Raccontavano l’Italia diversa del dopoguerra e profondamente divisa tra Nord e Sud quegli scrittori, che avevano il compito di guardare all’Italia sociale e politica, ma anche alle figure secondarie del Giro, che pedalavano per sfuggire alla fame negli anni che precedettero il benessere economico, come il siciliano Corrieri. Arraffava premi di tappa più che poteva, e nella volata di Cupramarittima vinse un maiale, prontamente spedito via treno a casa chiuso vivo in una gabbia, non prima di avergli dato una barbabietola, mentre Pratolini lo cercava invano in albergo per intervistarlo.

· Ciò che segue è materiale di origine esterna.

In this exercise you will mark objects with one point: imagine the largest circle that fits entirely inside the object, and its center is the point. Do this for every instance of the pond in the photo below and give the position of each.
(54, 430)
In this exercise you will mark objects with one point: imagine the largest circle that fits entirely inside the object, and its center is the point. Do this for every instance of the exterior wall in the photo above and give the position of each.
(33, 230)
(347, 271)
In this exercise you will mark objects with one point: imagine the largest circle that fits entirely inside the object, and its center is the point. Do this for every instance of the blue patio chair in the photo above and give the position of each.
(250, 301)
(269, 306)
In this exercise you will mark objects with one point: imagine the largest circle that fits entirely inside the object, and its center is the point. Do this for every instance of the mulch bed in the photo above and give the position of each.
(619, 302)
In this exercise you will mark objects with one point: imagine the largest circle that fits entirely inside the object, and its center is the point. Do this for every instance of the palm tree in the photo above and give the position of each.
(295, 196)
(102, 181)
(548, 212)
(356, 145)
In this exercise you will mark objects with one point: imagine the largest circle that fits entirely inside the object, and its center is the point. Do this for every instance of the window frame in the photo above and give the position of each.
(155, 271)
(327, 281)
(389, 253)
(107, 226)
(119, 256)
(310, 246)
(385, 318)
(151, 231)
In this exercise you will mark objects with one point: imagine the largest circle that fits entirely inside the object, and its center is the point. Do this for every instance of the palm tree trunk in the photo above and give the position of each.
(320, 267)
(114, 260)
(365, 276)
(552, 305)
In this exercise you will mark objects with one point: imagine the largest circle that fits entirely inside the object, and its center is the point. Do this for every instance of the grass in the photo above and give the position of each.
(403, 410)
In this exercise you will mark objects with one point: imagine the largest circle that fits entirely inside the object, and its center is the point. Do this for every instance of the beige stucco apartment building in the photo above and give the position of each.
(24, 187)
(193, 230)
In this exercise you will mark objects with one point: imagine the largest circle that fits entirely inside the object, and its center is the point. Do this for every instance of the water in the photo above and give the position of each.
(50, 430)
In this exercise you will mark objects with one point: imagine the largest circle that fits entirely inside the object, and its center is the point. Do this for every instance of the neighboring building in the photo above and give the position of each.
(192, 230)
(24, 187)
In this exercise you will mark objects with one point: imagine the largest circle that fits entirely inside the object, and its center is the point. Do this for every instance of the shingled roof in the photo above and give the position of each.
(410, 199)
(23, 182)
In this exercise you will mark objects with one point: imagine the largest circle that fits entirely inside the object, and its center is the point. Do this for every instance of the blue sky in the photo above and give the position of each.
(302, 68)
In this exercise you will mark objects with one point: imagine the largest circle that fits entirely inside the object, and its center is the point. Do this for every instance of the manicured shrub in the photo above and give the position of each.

Gli anni del benessere economico cominciarono a cambiare il ciclismo, gli sponsor, le dirette televisive, i record dell’ora, i medici dello sport al servizio dei record e della vittoria a tutti i costi, l’accusa di doping a Eddy Mercks, dominatore incontrastato tra il ’68 e il ‘74. Dal 1997 al 2011 la scia dei vincitori del Giro è tutta italiana, ad eccezione delle edizioni del 2008 ( Contador) e del 2009 ( Menchov): Gotti, Pantani, Savoldelli, Garzelli, Cunego, Basso e altri. Quello del 2011 è stato vinto da Michele Scarponi, investito qualche settimana fa da un furgone mentre si preparava a questa edizione numero cento. L’anno scorso il 99° Giro della corsa rosa è stato vinto per un soffio da Vincenzo Nibali, stella un po’ opaca del ciclismo italiana, dopo essersi aggiudicato il Tour de France del 2014. Sarà ancora lui o l’emergente Aru a spuntarla al Giro numero 100?